Par Jeanne Poma
Je sais bien que je dois maîtriser ma colère et surtout ne pas me laisser envahir par l’amertume mais ce n’est pas la première fois qu’une telle situation se présente. La clinique ne me fait pas confiance. Elle veut toujours veiller à contenir nos actes.
Pfff, ça y est, elle est là.
Je refuse de l’entendre mais je sais qu’il est déjà trop tard, qu’elle est déjà là, tapie dans un coin de ma conscience.
La petite voix.
Celle qui va me chuchoter les mots que j’aurais dû employer face au chef de service. Celle qui me dira les actes que j’ai manqués et qui me susurrera ensuite que je l’ai laissé me piétiner.
La petite voix coule doucement dans mon esprit comme un goudron noir qui tapisse les cloisons de mon crâne et l’arrière de mes yeux. Un épais magma engourdit ma vision pour laisser le champ libre à ma colère et à ma frustration.
Il faut que je me calme. Surtout ne pas tomber dans cette paranoïa délicieuse.
Mes doigts fins se tordent, faisant apparaître mes articulations blanches et rouges. Un léger pincement pour chaque ongle qui s’enfonce dans mes paumes.

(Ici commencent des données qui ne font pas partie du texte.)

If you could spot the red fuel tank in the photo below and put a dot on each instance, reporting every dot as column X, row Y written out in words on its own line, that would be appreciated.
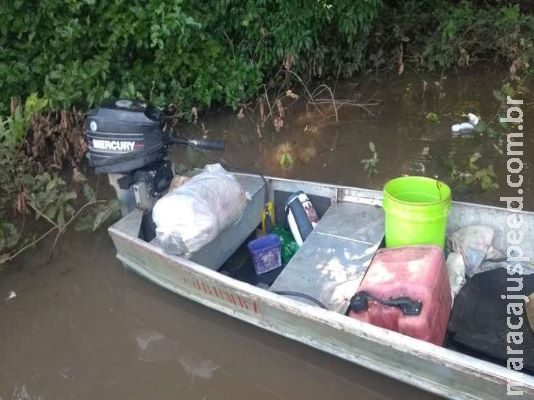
column 406, row 289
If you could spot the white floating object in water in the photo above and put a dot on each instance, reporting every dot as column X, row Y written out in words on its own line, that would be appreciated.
column 473, row 119
column 464, row 126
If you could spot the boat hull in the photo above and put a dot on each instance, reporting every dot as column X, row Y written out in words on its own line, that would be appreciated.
column 423, row 365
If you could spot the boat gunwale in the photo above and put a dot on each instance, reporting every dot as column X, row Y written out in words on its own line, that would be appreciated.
column 467, row 364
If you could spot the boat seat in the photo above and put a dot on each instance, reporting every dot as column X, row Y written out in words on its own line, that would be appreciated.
column 216, row 252
column 332, row 261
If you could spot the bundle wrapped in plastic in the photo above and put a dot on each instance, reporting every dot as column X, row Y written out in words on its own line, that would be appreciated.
column 192, row 215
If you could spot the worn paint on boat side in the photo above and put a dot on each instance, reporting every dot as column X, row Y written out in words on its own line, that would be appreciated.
column 417, row 363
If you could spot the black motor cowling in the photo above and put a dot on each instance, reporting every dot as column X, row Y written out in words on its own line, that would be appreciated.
column 124, row 135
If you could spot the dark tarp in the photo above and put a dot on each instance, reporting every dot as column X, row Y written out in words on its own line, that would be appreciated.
column 478, row 324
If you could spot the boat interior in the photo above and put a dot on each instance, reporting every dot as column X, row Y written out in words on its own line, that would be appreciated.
column 330, row 265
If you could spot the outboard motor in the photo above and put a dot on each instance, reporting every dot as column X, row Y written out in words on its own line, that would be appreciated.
column 126, row 141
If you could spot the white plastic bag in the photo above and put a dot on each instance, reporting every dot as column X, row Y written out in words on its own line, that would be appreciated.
column 192, row 215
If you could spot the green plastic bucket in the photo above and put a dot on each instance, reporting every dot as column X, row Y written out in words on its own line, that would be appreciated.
column 416, row 210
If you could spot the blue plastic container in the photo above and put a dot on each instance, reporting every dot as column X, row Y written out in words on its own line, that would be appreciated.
column 265, row 253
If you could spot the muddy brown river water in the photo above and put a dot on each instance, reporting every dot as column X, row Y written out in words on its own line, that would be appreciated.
column 82, row 327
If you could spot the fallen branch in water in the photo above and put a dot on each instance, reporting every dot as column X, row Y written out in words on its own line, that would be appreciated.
column 59, row 229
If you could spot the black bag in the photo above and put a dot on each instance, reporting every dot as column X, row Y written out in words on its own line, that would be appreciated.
column 478, row 324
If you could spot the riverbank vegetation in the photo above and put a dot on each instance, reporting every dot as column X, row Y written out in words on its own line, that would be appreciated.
column 60, row 58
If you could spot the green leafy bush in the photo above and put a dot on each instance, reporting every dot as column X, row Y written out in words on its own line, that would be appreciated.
column 184, row 52
column 179, row 51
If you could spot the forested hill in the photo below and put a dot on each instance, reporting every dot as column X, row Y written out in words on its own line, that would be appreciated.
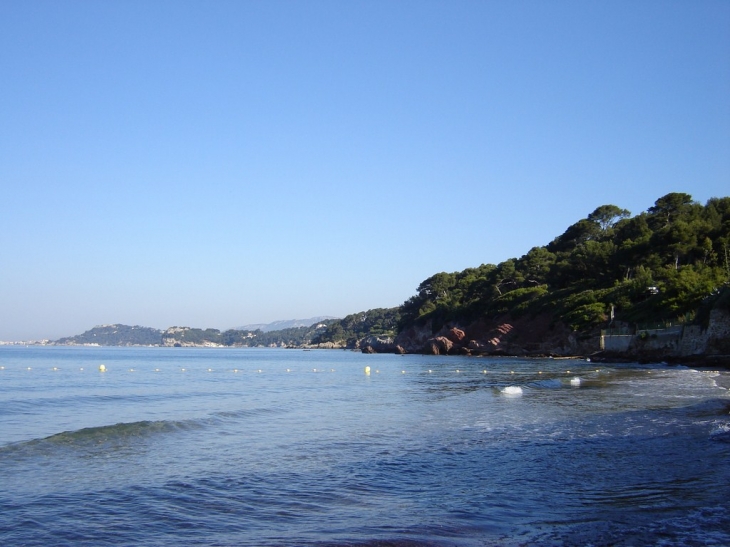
column 124, row 335
column 670, row 263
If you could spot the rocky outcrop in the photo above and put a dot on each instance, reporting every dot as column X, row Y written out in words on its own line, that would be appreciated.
column 376, row 344
column 534, row 335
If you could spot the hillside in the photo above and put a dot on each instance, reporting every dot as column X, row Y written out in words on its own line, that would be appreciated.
column 124, row 335
column 668, row 265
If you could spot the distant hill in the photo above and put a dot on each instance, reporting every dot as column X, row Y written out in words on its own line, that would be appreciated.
column 285, row 324
column 124, row 335
column 116, row 335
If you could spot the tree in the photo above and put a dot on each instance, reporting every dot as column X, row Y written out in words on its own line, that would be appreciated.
column 607, row 215
column 669, row 207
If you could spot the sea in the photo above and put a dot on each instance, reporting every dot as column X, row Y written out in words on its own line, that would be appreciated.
column 283, row 447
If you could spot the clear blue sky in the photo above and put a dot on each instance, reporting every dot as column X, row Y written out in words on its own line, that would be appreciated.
column 217, row 163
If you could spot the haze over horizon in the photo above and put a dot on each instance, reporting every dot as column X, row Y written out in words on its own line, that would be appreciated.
column 229, row 163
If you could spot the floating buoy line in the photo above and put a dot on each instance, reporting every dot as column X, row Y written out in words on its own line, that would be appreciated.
column 575, row 380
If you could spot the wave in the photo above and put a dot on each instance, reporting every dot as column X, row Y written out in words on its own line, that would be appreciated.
column 106, row 437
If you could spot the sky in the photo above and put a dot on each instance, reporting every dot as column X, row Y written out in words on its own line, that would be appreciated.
column 219, row 163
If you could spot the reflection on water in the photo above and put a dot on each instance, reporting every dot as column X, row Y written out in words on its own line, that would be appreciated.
column 281, row 447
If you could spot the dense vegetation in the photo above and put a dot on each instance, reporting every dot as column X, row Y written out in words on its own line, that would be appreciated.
column 661, row 265
column 382, row 322
column 668, row 264
column 123, row 335
column 116, row 335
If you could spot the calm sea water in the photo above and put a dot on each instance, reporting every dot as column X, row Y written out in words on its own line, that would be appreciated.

Il faut qu’on m’aide… que j’en parle à quelqu’un, quelqu’un avec qui je me sens bien, quelqu’un qui reconnaît mon travail…
Une seule personne me vint à l’esprit : Martin, mon premier patient de la journée.

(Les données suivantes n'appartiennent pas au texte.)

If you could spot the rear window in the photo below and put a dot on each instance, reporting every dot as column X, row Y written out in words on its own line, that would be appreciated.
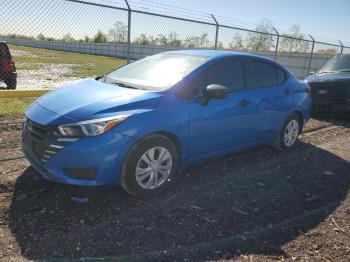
column 4, row 51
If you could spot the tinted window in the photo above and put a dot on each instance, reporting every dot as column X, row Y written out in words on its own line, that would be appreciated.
column 264, row 74
column 228, row 72
column 337, row 63
column 4, row 52
column 281, row 76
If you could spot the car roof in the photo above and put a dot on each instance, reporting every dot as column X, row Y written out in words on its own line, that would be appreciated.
column 216, row 53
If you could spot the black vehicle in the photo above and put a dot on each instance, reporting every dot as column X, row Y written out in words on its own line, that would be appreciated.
column 330, row 86
column 7, row 67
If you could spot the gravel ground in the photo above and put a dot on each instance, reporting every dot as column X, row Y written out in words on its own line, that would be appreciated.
column 257, row 205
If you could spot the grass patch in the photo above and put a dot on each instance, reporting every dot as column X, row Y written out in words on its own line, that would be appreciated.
column 15, row 106
column 82, row 65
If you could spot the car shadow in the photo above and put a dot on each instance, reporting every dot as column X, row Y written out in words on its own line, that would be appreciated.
column 251, row 202
column 337, row 119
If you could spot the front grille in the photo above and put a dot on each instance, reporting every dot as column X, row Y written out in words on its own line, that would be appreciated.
column 41, row 142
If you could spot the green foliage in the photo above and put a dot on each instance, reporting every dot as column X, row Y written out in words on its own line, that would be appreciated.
column 289, row 44
column 260, row 41
column 100, row 37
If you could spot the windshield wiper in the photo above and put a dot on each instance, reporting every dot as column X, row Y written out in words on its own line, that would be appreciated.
column 326, row 72
column 125, row 85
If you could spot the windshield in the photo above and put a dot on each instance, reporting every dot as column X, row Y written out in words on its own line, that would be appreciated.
column 157, row 72
column 336, row 64
column 4, row 52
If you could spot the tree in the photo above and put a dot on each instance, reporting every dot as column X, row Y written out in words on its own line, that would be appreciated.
column 100, row 37
column 261, row 41
column 328, row 51
column 68, row 38
column 237, row 42
column 173, row 39
column 142, row 40
column 41, row 37
column 293, row 42
column 119, row 32
column 197, row 41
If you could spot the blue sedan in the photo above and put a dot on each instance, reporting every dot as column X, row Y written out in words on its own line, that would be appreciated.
column 139, row 124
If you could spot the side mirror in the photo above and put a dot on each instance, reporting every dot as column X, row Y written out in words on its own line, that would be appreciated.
column 214, row 91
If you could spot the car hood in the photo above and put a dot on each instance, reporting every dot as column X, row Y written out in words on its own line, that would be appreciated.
column 88, row 99
column 329, row 77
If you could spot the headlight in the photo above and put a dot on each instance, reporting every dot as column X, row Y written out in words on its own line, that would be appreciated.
column 93, row 127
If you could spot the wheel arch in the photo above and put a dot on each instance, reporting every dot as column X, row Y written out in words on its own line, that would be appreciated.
column 301, row 118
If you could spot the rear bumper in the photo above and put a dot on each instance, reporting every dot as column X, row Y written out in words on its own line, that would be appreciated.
column 331, row 107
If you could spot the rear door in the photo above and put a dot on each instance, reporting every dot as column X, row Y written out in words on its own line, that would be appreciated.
column 222, row 123
column 272, row 96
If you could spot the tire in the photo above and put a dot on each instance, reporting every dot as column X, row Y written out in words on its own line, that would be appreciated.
column 136, row 180
column 291, row 129
column 11, row 82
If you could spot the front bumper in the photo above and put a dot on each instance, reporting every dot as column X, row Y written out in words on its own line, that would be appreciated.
column 88, row 161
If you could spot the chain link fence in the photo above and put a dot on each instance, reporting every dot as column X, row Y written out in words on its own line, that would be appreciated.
column 55, row 42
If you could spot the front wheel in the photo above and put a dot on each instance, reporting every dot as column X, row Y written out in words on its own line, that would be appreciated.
column 149, row 167
column 288, row 135
column 11, row 82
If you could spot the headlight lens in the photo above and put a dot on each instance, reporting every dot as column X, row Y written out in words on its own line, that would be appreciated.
column 93, row 127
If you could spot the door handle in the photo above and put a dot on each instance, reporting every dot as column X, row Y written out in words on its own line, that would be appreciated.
column 286, row 91
column 244, row 102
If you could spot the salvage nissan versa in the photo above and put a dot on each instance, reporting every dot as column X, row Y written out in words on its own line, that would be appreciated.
column 139, row 124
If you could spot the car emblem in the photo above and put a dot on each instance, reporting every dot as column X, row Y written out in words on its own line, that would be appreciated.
column 323, row 92
column 30, row 126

Le voir me calmera, j’en suis sûre. Peut-être même qu’il me fera rire.
12 h 17 à ma montre, il doit être à la cafétéria.
Sans m’en rendre compte, je suis déjà en train de courir. Le bruit de mes talons s’écrase contre les grandes baies vitrées du couloir qui mène au restaurant. Mon cœur s’emballe, comme un début de tachycardie pour m’achever.

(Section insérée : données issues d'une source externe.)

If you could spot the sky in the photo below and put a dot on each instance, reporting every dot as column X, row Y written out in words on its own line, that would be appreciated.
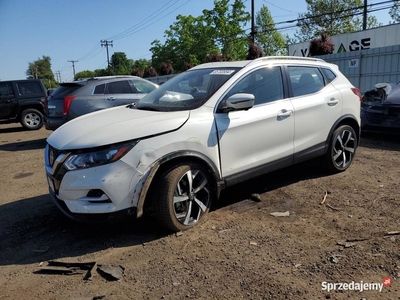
column 71, row 30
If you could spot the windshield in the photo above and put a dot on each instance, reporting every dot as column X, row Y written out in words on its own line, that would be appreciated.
column 186, row 91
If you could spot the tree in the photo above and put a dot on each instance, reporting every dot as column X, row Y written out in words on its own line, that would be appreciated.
column 267, row 37
column 321, row 46
column 166, row 69
column 394, row 12
column 150, row 72
column 41, row 69
column 120, row 64
column 333, row 17
column 189, row 40
column 254, row 51
column 226, row 26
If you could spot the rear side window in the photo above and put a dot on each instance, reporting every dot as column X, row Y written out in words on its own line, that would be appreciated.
column 64, row 90
column 330, row 76
column 305, row 80
column 143, row 86
column 119, row 87
column 6, row 90
column 265, row 84
column 26, row 88
column 99, row 89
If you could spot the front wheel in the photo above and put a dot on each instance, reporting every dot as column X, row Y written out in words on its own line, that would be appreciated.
column 183, row 197
column 32, row 119
column 342, row 148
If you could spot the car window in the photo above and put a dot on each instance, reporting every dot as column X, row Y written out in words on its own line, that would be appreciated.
column 188, row 90
column 99, row 89
column 265, row 84
column 329, row 75
column 305, row 80
column 143, row 86
column 29, row 88
column 6, row 90
column 119, row 87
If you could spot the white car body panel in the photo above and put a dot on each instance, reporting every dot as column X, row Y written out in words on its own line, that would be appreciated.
column 114, row 125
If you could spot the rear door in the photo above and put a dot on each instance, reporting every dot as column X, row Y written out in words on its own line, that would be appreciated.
column 263, row 135
column 8, row 101
column 317, row 105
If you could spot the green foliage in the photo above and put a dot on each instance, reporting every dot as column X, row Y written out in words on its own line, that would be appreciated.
column 394, row 12
column 41, row 69
column 120, row 64
column 268, row 38
column 190, row 39
column 332, row 17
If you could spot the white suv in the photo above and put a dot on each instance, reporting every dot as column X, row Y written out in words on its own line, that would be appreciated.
column 206, row 129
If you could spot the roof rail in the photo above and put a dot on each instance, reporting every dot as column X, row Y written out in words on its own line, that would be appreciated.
column 264, row 58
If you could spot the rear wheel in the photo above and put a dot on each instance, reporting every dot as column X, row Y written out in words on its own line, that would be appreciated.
column 183, row 197
column 32, row 119
column 342, row 148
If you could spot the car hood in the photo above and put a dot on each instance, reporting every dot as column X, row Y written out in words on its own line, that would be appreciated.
column 114, row 125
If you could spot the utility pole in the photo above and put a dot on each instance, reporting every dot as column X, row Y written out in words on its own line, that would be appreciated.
column 73, row 65
column 105, row 43
column 365, row 15
column 58, row 76
column 253, row 27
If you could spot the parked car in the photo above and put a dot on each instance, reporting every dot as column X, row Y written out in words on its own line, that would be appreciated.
column 77, row 98
column 380, row 107
column 208, row 128
column 21, row 101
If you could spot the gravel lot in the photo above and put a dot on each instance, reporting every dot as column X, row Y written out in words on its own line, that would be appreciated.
column 240, row 252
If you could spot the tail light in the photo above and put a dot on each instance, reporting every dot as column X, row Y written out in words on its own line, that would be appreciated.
column 357, row 92
column 67, row 103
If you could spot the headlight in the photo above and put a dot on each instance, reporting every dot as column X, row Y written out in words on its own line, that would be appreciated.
column 97, row 158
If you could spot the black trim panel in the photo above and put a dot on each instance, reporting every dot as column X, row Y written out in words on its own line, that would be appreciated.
column 259, row 170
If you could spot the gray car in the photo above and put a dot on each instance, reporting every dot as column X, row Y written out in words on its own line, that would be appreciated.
column 77, row 98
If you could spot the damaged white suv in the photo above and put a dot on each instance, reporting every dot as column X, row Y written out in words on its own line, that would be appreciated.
column 206, row 129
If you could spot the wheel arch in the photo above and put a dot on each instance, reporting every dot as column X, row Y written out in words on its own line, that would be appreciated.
column 344, row 120
column 167, row 162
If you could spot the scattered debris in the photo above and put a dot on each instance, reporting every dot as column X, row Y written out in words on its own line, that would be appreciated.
column 324, row 199
column 334, row 259
column 280, row 214
column 356, row 240
column 392, row 233
column 111, row 272
column 331, row 207
column 44, row 250
column 346, row 244
column 67, row 268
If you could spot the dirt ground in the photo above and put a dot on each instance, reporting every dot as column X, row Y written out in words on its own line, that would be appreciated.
column 240, row 252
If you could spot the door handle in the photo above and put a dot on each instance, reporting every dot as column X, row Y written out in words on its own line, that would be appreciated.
column 333, row 101
column 284, row 114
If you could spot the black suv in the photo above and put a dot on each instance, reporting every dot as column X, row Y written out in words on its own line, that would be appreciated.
column 22, row 101
column 77, row 98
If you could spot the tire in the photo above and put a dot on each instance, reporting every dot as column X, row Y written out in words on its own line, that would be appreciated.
column 32, row 119
column 342, row 148
column 182, row 197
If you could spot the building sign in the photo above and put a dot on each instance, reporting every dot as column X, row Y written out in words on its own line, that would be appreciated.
column 360, row 40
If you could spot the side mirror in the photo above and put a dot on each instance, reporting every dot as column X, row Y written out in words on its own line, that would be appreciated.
column 239, row 101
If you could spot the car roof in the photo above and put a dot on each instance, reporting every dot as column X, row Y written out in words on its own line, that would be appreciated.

À peine ai-je poussé les deux portes battantes que j’entends un « boom ! ». C’est Madame Bendouma. Elle me fixe en agrandissant ses jolis yeux marron puis elle éclate de rire.
Derrière elle, le restaurant grouille de monde. Des praticiens qui se détendent, qui discutent autour d’une mousse au chocolat ou d’un café. Se mêlent à eux les infirmières, le personnel administratif mais aussi tous les patients, jeunes ou plus ou moins vieux. Parfois, une personne aux joues plus roses les accompagne.
Le spectacle est habituel mais ma poitrine me tire et compresse le peu d’air que je parviens à avaler.
Comment retrouver Martin parmi cette cohue ?
Je n’entends que des bruits de plateaux, de nourriture, de mastication.
Des chariots qu’on tire, des caisses qui s’ouvrent et le fonctionnement à plein tube des machines à café.
Soudain, je tourne la tête et il est là, qui attend sagement son tour devant le comptoir. Souriant, il a l’air serein en écoutant ses voisins.
Mais qui sont toutes ces filles autour de lui ? La blonde doit être infirmière, une greluche qui traîne trop souvent aux abords de sa chambre…
– Martin ?…
Il s’arrête brusquement de rire pour me regarder. Deux secondes pour attraper un regard anxieux.
– Mais… Mademoiselle Lacau… Vous êtes descendue…
– Je…
– Écoutez, je viendrai vous voir après le déjeuner, remontez… Ne restez pas ici…
Sa voix a changé.
– Je… Je voulais vous voir…
– Mademoiselle Lacau… Écoutez, nous nous verrons plus tard… Vous semblez tendue, pourquoi n’allez-vous pas vous reposer un moment ?
– Mais… enfin vous allez arrêter de me dire ce que je dois faire !
D’un coup, une centaine d’yeux se braquent sur moi. Je ne le voulais pas mais les aigus ont parlé avant moi. La petite voix s’est faufilée dans ma gorge et a hurlé.